To the contrary, it simply will paper over the economic problems caused by decades of business-unfriendly state policies.

Friday, the State Bond Commission — of which Gov. Malloy is ex officio chairman — is set to approve a $17 million, 10-year loan to Bridgewater for infrastructure improvements. If Bridgewater retains its 1,402 positions in Connecticut and creates 750 new jobs by 2021, the state will forgive the 1 percent interest loan. (Other aspects of the package include $5 million in grants for job training and the installation of alternative energy systems; and $30 million in tax credits, according to news reports.) As we put it in a similarly themed editorial published last Aug. 26, “If buying jobs is the basis for a state’s economic strategy, the state is fundamentally uncompetitive.” The Bridgewater package won’t fundamentally change Connecticut’s economic equation, Gov.
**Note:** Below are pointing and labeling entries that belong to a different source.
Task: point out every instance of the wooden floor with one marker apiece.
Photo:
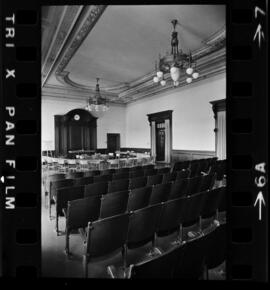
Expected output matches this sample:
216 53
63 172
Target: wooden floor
56 264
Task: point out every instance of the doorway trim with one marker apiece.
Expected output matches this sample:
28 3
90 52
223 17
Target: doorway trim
160 117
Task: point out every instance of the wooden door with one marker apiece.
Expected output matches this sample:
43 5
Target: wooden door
160 141
113 142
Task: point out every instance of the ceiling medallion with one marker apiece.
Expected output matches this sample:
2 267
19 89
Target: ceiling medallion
97 105
175 62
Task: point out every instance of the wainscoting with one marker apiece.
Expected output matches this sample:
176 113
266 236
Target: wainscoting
182 155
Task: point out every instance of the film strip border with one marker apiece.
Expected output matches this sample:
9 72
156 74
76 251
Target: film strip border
247 140
246 132
20 139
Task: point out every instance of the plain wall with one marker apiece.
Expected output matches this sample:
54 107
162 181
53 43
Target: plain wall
112 122
192 118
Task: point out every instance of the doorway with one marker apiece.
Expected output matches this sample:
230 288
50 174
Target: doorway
113 142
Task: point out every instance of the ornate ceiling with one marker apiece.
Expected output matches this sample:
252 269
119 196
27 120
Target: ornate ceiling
120 44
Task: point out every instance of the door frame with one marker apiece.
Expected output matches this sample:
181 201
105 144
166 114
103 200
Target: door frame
153 119
118 139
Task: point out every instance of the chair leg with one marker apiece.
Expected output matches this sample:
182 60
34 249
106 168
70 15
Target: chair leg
85 265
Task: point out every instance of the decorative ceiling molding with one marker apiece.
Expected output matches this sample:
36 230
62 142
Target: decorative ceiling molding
65 25
85 24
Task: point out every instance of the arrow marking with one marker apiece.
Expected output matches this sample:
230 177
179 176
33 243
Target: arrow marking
261 200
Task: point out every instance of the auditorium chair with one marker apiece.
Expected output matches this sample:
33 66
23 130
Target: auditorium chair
113 204
142 227
194 205
180 165
118 185
216 248
169 177
63 195
139 198
54 185
93 189
184 173
191 264
137 182
107 171
75 174
149 166
102 178
137 173
172 217
158 267
194 185
120 176
91 173
207 182
83 180
160 193
163 170
178 188
104 237
193 168
150 171
79 212
154 179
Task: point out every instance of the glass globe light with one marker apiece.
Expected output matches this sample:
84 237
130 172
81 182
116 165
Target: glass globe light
163 83
160 74
175 73
189 70
195 75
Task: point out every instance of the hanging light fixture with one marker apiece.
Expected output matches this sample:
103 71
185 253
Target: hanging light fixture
175 62
97 105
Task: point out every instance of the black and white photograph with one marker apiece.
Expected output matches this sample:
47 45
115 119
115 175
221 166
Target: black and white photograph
133 136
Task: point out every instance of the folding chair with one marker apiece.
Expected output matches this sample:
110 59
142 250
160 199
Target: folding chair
160 193
137 182
93 189
83 181
79 212
54 185
113 204
102 178
118 185
113 229
142 227
178 188
139 198
191 265
63 195
159 267
154 179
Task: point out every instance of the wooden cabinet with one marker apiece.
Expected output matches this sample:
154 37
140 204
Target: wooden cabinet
77 130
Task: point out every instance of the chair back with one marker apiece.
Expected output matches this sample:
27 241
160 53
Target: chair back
113 204
139 198
107 235
118 185
100 188
81 211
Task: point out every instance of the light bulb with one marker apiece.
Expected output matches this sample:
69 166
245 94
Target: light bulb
159 74
189 70
163 83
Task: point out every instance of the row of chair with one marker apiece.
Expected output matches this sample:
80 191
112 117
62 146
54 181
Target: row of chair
65 190
187 261
133 229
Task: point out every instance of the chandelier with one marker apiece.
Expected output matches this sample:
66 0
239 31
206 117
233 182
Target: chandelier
97 105
175 62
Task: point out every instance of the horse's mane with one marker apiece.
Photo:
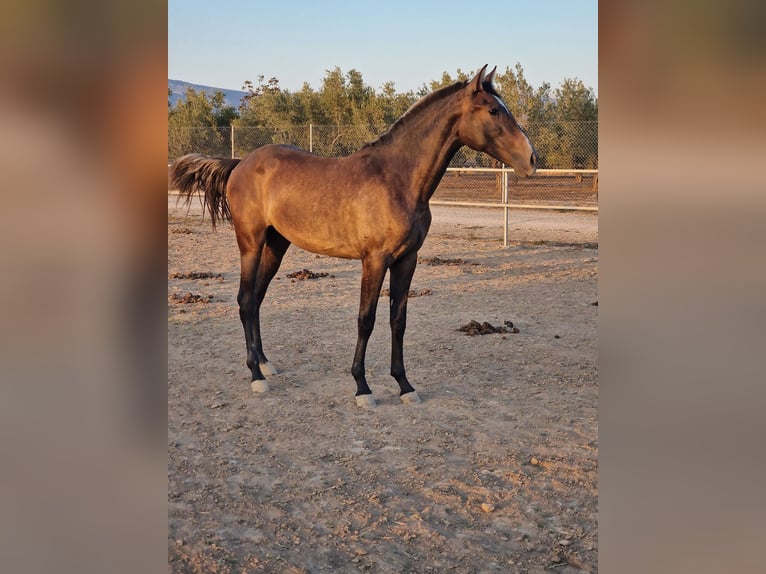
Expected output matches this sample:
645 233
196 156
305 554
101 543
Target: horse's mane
415 110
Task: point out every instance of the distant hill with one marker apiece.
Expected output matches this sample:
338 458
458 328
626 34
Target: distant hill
178 89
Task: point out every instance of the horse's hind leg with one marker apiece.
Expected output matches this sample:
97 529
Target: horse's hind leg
373 272
271 258
251 241
401 278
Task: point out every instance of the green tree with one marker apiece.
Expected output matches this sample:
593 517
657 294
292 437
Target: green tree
195 124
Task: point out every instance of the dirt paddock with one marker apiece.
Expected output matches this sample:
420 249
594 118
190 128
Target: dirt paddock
495 471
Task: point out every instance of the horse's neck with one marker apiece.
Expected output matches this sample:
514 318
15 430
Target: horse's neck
425 147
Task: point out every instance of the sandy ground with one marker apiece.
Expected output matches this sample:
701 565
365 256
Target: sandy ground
495 471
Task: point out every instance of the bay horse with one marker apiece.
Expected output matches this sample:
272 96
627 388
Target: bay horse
371 205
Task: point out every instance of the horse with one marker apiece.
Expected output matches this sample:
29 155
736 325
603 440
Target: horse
372 205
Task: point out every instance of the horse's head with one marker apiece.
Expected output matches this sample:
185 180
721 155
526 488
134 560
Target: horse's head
488 126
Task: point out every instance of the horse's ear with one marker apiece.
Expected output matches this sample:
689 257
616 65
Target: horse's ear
488 79
477 81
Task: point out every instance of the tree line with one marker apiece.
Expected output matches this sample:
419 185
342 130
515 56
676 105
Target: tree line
562 122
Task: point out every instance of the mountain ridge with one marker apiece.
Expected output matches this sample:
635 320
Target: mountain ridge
178 92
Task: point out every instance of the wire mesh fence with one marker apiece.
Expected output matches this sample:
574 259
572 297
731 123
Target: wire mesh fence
567 159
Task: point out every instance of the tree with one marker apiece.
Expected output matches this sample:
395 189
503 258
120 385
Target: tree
193 124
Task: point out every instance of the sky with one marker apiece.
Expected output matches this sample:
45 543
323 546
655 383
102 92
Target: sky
410 43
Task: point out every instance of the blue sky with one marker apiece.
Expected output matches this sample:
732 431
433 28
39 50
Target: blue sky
226 42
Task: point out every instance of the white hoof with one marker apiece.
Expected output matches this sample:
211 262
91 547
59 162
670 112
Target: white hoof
410 398
366 401
259 386
267 369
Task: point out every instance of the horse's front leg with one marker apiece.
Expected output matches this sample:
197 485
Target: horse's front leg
373 272
401 278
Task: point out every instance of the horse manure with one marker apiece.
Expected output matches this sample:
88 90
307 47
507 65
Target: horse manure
304 274
474 328
440 261
410 294
179 299
195 275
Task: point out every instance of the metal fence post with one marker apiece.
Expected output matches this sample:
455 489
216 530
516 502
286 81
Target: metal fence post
504 184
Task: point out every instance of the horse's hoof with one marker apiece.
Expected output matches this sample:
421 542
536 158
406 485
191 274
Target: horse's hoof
366 401
267 369
259 386
410 398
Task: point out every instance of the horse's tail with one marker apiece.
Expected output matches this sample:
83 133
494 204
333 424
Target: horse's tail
195 172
Malloy’s and Ms. Smith’s spin notwithstanding.

Connecticut needs a full-scale course correction.

Policymakers must drop their knee-jerk tendency to tax, spend, mandate, coddle public-employee unions and craft cobbled-together budgets.

That is unlikely to happen soon.

Gov. Malloy and the Democrats who control the legislature built a 2016-17 budget that is fundamentally flawed and earned the state two credit-rating downgrades last week.

This year, legislators considered proposals to increase the minimum wage and mandate paid family leave.

These proposals weren’t adopted, but as we have noted, simple consideration of them signaled tone deafness on the part of lawmakers.

Only when the Capitol changes hands will Connecticut have the business-friendly atmosphere that is conducive to gaining good-paying jobs.

That will allow the state to, finally, mount a full recovery from the 2008-10 Great Recession. The Sunday Republican reported on Connecticut’s lackluster recovery May 22.